Yes, so anw...i can still rmb his last 2 words to me with his eyes directed at me,so i noe those 2 shocking words are for me. "CALL ME"-YES. THAT's WAD HE's SAYS. i was like...Hurrr??? Maybe he meant..Call him if i wanna come back to ey.
Nxt, went to bid gd bye to my senior which i often go on job with. This was soo much worse. To thought that i spent like almost full 2 mths with her. No matter hw not thoughtful she treated me, i still feel sad leaving her. She thanked me profusely and i could do nth but to say ..BYE and take care & at the same time blinking continuously to prevent the tears frm rolling dwn my cheeks. Well...the worse thing was..i didnt felt or see sadness in dat senior when i was abt to leave, compared to me...trying soo hard to ctrl that stupid sadness of mine! It's Dumb.
Went further to bid to my next few close seniors like..jiemei ( My Jam kahki) Mark ( Mr. Nice Guy), Elizabeth (very nice senior too) & AO's. So, there it was.
I was out of that place with a Big Stone inside me.
What i succeeded was....I didn't tear, thou it almost did, cos i can feel my whole eyes turning sour.
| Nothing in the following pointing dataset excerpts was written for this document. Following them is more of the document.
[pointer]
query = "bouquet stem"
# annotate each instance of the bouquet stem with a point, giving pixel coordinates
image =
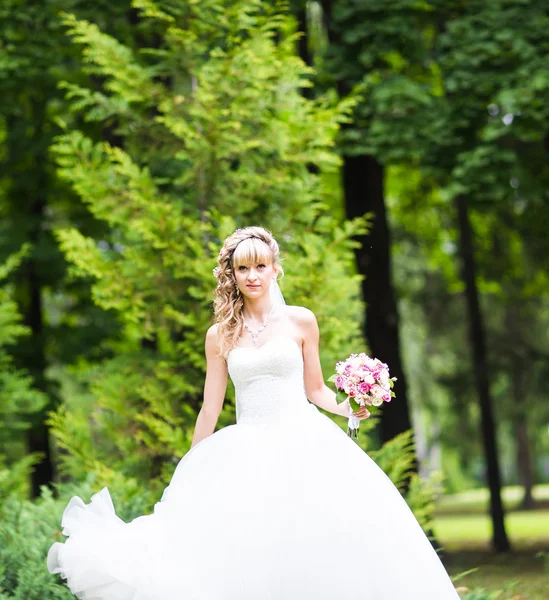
(352, 426)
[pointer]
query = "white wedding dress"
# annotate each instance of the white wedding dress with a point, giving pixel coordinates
(281, 506)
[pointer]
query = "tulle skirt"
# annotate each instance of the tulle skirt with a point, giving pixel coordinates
(257, 512)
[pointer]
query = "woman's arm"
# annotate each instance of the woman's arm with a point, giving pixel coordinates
(215, 387)
(315, 388)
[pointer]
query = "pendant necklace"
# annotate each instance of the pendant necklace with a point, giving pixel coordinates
(254, 334)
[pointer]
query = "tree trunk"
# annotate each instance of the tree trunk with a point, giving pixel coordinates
(477, 340)
(524, 464)
(363, 180)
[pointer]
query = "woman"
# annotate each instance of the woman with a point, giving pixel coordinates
(282, 505)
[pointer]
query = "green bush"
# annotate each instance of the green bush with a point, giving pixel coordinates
(28, 528)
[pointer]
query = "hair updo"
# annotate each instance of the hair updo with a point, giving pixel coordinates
(250, 245)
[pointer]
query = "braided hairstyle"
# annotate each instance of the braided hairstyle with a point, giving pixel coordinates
(251, 245)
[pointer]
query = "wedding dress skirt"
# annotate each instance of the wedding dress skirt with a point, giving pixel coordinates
(281, 506)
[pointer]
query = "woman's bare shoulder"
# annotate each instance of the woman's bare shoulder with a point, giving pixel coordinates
(211, 335)
(300, 314)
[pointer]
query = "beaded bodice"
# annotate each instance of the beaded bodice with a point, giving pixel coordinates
(269, 382)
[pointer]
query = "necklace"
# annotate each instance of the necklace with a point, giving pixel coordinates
(254, 334)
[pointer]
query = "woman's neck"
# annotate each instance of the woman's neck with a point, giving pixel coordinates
(257, 310)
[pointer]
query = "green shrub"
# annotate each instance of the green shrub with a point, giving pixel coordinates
(28, 528)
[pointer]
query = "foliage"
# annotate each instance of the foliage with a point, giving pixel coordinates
(27, 530)
(19, 401)
(208, 122)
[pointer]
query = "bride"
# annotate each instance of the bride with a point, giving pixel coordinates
(282, 505)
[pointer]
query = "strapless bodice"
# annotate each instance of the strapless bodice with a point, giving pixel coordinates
(268, 382)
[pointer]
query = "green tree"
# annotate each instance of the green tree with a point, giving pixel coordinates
(212, 123)
(19, 400)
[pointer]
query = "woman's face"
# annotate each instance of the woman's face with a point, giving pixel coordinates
(254, 279)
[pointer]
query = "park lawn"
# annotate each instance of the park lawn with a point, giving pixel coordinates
(518, 576)
(477, 501)
(463, 529)
(526, 530)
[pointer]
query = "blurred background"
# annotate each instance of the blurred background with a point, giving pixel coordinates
(398, 151)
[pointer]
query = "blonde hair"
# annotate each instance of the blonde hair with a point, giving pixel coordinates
(247, 246)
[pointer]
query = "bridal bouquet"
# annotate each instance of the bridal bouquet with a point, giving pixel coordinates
(365, 381)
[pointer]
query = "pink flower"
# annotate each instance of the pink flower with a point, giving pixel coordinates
(377, 391)
(364, 387)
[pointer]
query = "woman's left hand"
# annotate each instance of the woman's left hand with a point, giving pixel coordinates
(361, 413)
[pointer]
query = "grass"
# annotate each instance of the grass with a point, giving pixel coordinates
(463, 529)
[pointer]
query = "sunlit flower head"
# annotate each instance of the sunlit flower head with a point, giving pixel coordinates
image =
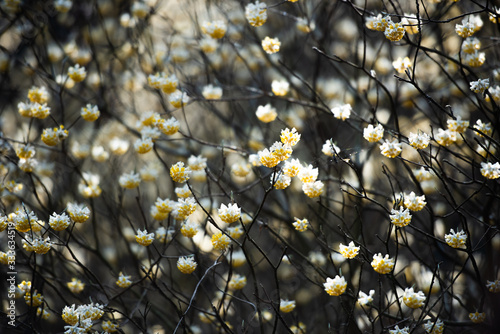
(77, 73)
(402, 64)
(144, 238)
(237, 282)
(455, 239)
(123, 281)
(179, 173)
(266, 113)
(364, 299)
(282, 181)
(382, 265)
(419, 140)
(230, 213)
(477, 317)
(342, 112)
(391, 149)
(394, 31)
(301, 225)
(292, 167)
(256, 13)
(335, 286)
(373, 134)
(350, 251)
(490, 171)
(75, 286)
(271, 45)
(313, 189)
(186, 264)
(287, 306)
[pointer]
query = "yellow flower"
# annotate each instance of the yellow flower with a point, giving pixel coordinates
(267, 158)
(394, 31)
(35, 300)
(402, 64)
(165, 205)
(230, 213)
(289, 137)
(79, 213)
(123, 281)
(90, 113)
(413, 299)
(455, 240)
(400, 218)
(75, 286)
(271, 45)
(335, 286)
(237, 282)
(419, 140)
(59, 222)
(256, 13)
(349, 252)
(477, 317)
(373, 134)
(391, 149)
(313, 189)
(457, 125)
(220, 241)
(292, 167)
(382, 265)
(144, 238)
(308, 174)
(38, 95)
(301, 225)
(282, 182)
(266, 113)
(280, 88)
(413, 202)
(77, 73)
(179, 173)
(185, 207)
(178, 99)
(287, 306)
(186, 265)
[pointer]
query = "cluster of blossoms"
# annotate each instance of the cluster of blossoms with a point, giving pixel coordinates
(401, 217)
(186, 265)
(256, 13)
(335, 286)
(456, 240)
(80, 319)
(350, 251)
(392, 31)
(382, 265)
(413, 299)
(301, 225)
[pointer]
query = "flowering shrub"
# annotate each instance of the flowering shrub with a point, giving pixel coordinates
(156, 156)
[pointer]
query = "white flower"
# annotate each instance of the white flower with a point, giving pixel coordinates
(365, 299)
(342, 112)
(480, 85)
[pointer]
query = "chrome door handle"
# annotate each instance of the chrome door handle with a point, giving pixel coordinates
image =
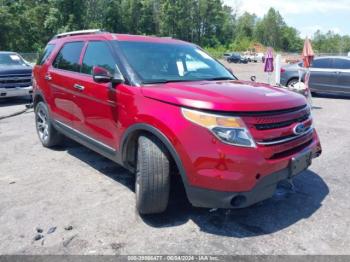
(79, 87)
(48, 77)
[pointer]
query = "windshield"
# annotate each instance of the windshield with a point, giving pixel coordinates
(164, 62)
(11, 59)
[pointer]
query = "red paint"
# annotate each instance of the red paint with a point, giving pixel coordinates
(105, 113)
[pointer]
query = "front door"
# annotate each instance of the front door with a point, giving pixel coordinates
(343, 83)
(97, 117)
(60, 77)
(323, 76)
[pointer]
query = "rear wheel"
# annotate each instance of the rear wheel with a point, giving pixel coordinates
(47, 133)
(152, 183)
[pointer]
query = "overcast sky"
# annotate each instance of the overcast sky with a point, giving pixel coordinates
(305, 15)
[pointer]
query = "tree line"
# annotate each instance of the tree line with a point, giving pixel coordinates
(27, 25)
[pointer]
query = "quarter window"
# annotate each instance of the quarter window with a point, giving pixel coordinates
(68, 57)
(98, 54)
(47, 52)
(322, 63)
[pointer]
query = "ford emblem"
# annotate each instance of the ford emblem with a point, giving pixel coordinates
(299, 129)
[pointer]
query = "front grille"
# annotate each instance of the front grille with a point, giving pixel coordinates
(274, 133)
(15, 80)
(283, 123)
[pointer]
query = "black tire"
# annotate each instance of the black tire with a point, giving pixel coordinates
(152, 185)
(47, 133)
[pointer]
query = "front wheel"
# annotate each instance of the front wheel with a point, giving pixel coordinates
(47, 133)
(152, 185)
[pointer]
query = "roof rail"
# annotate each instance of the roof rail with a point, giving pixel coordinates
(79, 32)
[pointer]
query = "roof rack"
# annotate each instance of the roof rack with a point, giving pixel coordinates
(79, 32)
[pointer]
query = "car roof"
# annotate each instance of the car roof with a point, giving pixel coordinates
(332, 57)
(112, 36)
(8, 52)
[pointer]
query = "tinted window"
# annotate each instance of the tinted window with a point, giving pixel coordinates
(169, 62)
(68, 57)
(322, 63)
(341, 63)
(98, 54)
(11, 59)
(47, 52)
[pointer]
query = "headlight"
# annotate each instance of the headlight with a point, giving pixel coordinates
(228, 129)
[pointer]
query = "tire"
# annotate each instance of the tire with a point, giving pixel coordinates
(152, 183)
(47, 133)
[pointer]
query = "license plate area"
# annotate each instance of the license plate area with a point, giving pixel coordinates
(299, 163)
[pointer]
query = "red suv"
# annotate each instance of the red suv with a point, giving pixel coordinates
(163, 107)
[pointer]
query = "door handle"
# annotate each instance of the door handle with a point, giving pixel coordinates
(79, 87)
(48, 77)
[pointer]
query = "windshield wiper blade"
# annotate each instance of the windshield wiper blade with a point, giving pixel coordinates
(220, 78)
(162, 81)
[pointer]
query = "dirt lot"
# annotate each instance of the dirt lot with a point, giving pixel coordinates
(72, 186)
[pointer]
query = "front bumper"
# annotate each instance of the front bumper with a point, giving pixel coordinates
(17, 91)
(263, 189)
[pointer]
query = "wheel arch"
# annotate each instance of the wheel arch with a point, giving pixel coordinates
(129, 147)
(38, 97)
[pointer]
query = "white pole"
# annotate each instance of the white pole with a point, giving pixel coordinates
(278, 69)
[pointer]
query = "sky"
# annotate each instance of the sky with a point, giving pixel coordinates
(306, 16)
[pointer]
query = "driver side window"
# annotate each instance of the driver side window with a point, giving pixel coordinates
(98, 54)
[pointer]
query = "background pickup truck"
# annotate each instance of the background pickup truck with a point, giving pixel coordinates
(15, 75)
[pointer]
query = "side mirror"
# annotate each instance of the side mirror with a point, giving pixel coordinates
(117, 78)
(101, 75)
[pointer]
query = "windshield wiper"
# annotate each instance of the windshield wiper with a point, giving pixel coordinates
(162, 81)
(220, 78)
ARG! My Soft heart.

Me & Faz. ( One of my very close SP intern with me).


When i met with my Bf. The 1st sentence he asked me was...."How!? HAPPY!!?" and i replied. "So SAD!!" He was quite shocked and asked me so much qns. I havent settled my mood to reply, so i hold on and replied him qns by qns.
But Hrs later, I became normal again! Im starting to feel the happiness already! THE FREEDOM! Thinking the plans lined up for me to accomplish! Waking up at 1pm! Woo Hoo! shoick!! Exercise activities, reading activities, revamping my room mission and many more! That nite, i didnt had such a great time with my bebe. Laughing and smiling non stop. We went to Bugis V8 cafe to had a sumptuous yet inexpensive meal and went to had the famous cold deserts at "Qi de Chi".
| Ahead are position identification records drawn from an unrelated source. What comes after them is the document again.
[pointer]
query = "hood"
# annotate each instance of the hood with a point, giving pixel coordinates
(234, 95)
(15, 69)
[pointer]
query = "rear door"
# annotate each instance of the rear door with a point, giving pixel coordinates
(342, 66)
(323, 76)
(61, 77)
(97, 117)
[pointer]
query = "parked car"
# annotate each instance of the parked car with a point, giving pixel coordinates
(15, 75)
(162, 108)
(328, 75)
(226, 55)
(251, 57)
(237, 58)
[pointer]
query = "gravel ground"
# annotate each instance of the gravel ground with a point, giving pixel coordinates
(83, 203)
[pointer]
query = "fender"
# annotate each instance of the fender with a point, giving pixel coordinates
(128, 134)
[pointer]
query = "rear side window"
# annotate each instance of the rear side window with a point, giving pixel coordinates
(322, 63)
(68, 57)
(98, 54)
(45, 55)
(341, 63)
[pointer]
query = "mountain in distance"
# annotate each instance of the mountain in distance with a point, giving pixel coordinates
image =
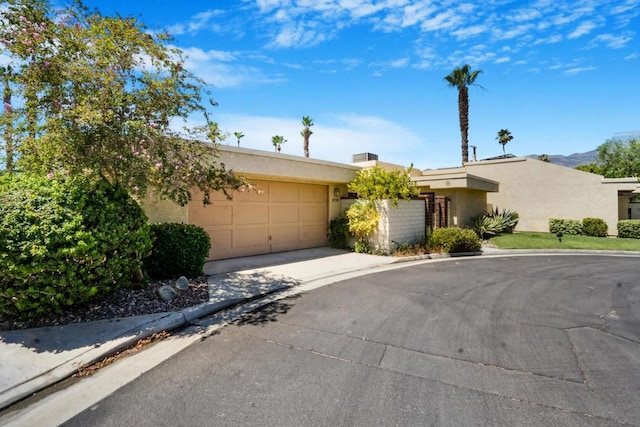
(570, 161)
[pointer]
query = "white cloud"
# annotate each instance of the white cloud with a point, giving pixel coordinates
(336, 137)
(555, 38)
(525, 15)
(572, 71)
(468, 32)
(442, 21)
(611, 41)
(582, 29)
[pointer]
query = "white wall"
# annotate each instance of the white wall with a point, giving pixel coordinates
(406, 223)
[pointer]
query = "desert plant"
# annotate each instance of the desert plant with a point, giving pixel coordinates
(363, 221)
(629, 228)
(338, 233)
(489, 224)
(596, 227)
(565, 226)
(454, 240)
(64, 241)
(178, 250)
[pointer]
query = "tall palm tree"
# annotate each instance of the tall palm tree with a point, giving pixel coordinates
(504, 136)
(238, 136)
(277, 141)
(461, 78)
(307, 122)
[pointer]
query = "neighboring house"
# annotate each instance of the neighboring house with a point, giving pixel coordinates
(539, 191)
(296, 199)
(298, 196)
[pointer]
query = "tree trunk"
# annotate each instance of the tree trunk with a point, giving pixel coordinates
(8, 123)
(463, 105)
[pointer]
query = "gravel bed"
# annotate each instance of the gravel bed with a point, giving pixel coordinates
(121, 303)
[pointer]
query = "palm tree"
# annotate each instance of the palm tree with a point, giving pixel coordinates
(238, 136)
(307, 122)
(461, 78)
(504, 136)
(277, 141)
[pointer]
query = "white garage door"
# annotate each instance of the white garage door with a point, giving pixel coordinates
(284, 216)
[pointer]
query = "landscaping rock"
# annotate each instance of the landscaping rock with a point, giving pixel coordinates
(167, 293)
(182, 283)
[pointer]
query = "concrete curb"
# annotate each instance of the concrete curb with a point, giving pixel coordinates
(168, 322)
(172, 320)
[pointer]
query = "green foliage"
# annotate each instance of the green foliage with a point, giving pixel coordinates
(102, 96)
(590, 168)
(488, 224)
(178, 250)
(596, 227)
(525, 240)
(629, 228)
(455, 240)
(64, 241)
(619, 159)
(277, 141)
(363, 221)
(339, 232)
(379, 184)
(565, 226)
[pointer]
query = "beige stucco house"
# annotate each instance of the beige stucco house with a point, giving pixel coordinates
(536, 190)
(298, 197)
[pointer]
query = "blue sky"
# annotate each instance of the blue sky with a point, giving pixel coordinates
(562, 76)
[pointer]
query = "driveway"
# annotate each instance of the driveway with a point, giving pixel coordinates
(526, 340)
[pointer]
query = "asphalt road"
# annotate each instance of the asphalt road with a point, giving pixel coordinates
(515, 341)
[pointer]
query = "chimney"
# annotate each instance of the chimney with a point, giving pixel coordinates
(363, 157)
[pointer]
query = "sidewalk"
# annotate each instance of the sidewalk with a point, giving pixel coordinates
(33, 359)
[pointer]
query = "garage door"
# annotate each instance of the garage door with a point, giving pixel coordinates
(284, 216)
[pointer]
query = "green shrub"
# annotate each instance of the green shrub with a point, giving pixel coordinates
(629, 228)
(565, 226)
(363, 221)
(178, 250)
(489, 224)
(594, 227)
(338, 234)
(64, 241)
(452, 240)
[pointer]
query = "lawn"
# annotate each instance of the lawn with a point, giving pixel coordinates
(550, 241)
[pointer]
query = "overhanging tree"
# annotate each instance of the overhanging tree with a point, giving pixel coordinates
(102, 96)
(307, 122)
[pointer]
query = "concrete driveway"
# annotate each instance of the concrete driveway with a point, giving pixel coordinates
(527, 340)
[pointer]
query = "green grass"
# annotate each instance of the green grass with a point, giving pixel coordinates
(550, 241)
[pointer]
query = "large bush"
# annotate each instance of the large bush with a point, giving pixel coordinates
(596, 227)
(178, 250)
(363, 221)
(489, 224)
(64, 241)
(565, 226)
(379, 184)
(629, 228)
(452, 240)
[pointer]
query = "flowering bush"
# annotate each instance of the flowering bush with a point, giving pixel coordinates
(64, 241)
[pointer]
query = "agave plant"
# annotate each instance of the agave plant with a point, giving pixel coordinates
(489, 224)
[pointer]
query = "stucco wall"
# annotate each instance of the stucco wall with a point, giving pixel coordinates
(165, 211)
(538, 191)
(464, 205)
(406, 223)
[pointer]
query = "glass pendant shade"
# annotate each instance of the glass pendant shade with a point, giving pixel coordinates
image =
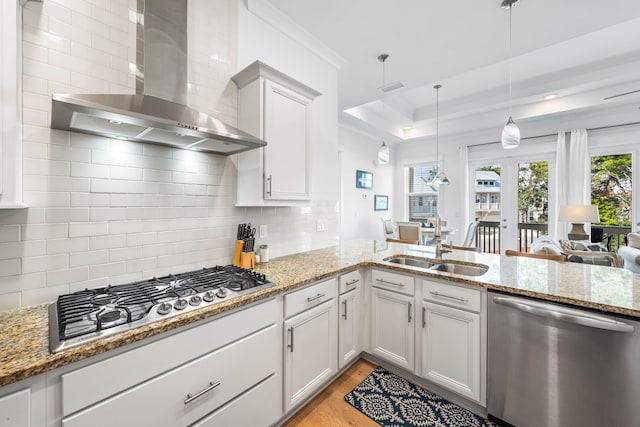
(383, 154)
(510, 135)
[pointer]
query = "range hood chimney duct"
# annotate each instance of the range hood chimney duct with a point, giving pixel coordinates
(158, 112)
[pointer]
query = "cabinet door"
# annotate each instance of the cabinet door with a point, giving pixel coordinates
(286, 157)
(348, 327)
(451, 349)
(310, 354)
(392, 327)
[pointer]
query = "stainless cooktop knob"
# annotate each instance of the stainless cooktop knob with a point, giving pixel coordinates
(180, 304)
(164, 308)
(209, 296)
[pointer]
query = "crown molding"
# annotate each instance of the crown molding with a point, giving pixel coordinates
(264, 10)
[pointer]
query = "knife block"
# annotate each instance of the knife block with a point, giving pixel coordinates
(238, 252)
(248, 260)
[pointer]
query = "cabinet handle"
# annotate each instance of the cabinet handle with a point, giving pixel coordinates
(269, 187)
(290, 345)
(438, 294)
(211, 386)
(390, 283)
(310, 299)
Sat came. I didnt thot hw to save every hrs of weekend like wad i did in the past cos i noe..i have many more weekends & weekdays! It was simple. We watch 3 kingdoms. So Bored. All abt Chi history & war. Went to find my bebe bdae presents and went alil shopping, but we Bought NTH! But.....we were happy. I nv felt that relaxed be4 since 6 mths ago. haa! Luv my bebe alot. He never fail to bring me happiness. He always made me verry happy except for the quarrel times. haha.
Today, went out to chiayun to get my Bf present but sad to say, Vivo outlet have no size but went down to Marina to get it eventually. Oh...anw, guess all of u had seen another big transformation of mine. My short hair and short fringe. I Looked so young rite. Haha ! Couldnt get use to it intially, but now im ok with it.
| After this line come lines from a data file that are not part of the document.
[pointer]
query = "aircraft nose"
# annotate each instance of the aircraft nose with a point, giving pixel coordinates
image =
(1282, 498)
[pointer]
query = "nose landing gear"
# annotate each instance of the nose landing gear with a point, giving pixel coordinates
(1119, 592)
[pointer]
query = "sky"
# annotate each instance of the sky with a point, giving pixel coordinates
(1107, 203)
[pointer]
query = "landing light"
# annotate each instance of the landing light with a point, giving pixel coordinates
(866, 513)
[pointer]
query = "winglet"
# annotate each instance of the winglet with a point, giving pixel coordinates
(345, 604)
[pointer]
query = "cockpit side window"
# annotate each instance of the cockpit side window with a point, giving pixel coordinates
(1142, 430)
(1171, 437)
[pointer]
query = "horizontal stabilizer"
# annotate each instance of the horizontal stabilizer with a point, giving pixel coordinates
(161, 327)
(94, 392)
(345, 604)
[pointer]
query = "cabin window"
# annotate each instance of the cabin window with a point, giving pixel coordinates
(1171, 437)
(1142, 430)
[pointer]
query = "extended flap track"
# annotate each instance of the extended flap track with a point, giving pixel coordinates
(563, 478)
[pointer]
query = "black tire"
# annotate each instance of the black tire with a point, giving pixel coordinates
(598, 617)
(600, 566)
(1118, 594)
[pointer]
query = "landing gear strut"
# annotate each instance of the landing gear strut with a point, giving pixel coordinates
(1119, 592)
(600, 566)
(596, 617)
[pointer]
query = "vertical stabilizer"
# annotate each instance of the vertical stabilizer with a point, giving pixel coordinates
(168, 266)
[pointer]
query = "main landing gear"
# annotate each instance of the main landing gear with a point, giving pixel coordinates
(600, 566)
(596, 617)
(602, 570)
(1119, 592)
Chiayun also did something to her hair. Cool! Become Speg Speg already..hehe.
I will miss dat ger, cos can't lunch with her anymore.
Went to meet my aunt & mom. We went to labordor park to take a walk with my cousins zooming with their scooters. The sun set was beautiful.


Anw...Im Getting out of Sin from the 10 May -12 May to Bintan with my Best Friend. Ms Xie. Aww. So Happy!!!Can't wait. Im so getting excited! I've SAID IT. I want to go on a Hol and Finally. I swear it will be a confirm trip. Im gonna relax and enjoy myself to the core. With Ms Xie. she will never allow me to fail this objective of mine! I can feel the sea breeze hitting my skin already!
Haha. Last Pic.
Look at my star fish crossed it's tentacles! So Cute!